Je lisais tranquillement le journal quand soudain il s’est mis à aboyer, non pas un petit aboiement qui vous fait juste sursauter, mais un aboiement aigu qui vous fusille les tympans en un rien de temps. J’ai jeté un coup d’œil furieux du côté du chien – un minuscule roquet à poil ras – du côté de ses maîtres, sereins, et puis j’ai repris ma lecture, un brin exaspérée. Je n’avais pas encore fini mon article sur « le malaise des hôpitaux psychiatriques » qu’il y a eu un second aboiement, encore plus aigu, encore plus long, encore plus déchirant que le précédent et là, je ne sais pas ce qu’il m’a pris ; j’ai dénoué mon foulard d’un geste rageur, je me suis levée  et je me suis jetée sur le roquet à poil ras. La soie enserrait déjà son cou chaud quand j’ai senti des mains qui essayaient de m’éloigner de l’animal qui commençait à râler. Il me semble que j’ai hoqueté une série de «Ta gueule !» compulsifs, et puis j’ai perdu connaissance. Quand je me suis réveillée, j’étais allongée sur l’une des banquettes du café avec un marteau piqueur qui défonçait mon crâne. J’ai voulu me lever, mais un homme au visage dur, assis non loin de moi, m’a fait signe de me rasseoir d’un geste autoritaire.

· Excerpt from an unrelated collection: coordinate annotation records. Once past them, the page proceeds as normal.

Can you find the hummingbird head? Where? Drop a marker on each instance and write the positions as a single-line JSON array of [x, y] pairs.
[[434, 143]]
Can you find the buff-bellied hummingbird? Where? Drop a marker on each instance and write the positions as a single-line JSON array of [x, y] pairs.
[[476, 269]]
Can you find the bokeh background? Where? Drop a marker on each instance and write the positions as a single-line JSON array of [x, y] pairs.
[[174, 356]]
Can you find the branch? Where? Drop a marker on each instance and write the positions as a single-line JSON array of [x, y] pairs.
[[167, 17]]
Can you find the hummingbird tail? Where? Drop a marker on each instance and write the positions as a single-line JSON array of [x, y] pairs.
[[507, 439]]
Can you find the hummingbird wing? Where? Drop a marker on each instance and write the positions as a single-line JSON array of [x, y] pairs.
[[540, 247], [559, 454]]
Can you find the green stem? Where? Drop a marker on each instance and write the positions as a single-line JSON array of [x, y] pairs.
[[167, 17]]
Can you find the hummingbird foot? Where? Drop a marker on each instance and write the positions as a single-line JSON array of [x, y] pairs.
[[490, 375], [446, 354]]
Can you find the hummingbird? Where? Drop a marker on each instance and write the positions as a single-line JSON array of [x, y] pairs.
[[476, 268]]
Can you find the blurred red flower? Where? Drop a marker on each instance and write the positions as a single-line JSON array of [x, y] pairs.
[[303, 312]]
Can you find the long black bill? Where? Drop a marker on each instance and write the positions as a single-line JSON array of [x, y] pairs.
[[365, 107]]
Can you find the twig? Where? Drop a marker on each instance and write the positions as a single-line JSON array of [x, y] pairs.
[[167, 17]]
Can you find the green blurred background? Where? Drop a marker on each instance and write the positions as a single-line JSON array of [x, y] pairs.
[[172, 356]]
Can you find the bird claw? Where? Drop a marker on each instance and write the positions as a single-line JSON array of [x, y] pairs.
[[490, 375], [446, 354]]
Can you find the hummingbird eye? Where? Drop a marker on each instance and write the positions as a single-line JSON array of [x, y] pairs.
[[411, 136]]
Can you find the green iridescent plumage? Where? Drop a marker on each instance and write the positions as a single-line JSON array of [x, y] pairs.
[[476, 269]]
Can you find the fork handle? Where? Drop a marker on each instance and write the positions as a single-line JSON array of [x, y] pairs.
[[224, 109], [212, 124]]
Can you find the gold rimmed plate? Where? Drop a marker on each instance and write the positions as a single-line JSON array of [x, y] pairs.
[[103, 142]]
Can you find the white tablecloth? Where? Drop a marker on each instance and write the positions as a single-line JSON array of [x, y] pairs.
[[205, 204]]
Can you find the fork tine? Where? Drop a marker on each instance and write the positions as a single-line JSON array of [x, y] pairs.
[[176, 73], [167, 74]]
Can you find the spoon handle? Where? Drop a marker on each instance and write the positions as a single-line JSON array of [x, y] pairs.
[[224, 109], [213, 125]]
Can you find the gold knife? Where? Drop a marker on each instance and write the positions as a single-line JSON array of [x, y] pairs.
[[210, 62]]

C’est à ce moment que j’ai entendu la sirène des pompiers.
Maintenant je suis en route, pour où, je ne sais pas, personne n’a rien voulu me dire, et j’ai l’impression que ma tête va se décoller de mon corps…

23 avril 2008

Tu sens comme ma mère

« J’aime pas ton odeur, tu sens comme ma mère. » C’est tout ce qu’il lui avait dit, mais avec ses yeux des mauvais jours. Elle avait vainement essayé de lui répondre que ce parfum, elle venait de l’acheter, qu’il coûtait très cher, qu’elle l’aimait, mais il n’en démordit pas et répéta buté « J’aime pas ton odeur, tu sens comme ma mère.»
Elle préféra ne rien ajouter et se dirigea lentement vers la salle de bain, le flacon à la main. Elle ferma la porte à clef et vida l’eau de parfum dans le lavabo tout en la regardant, pensive, s’écouler le long des parois blanches. Quand elle eut fini, elle sortit et  lui dit juste « Voilà, c’est fait ! »
Il lui répondit gravement, comme si cette odeur pouvait briser leur union « Très bien, maintenant nous allons recommencer sur de bonnes bases. »
Depuis ce jour-là, elle se rendit compte  que quelque chose avait changé.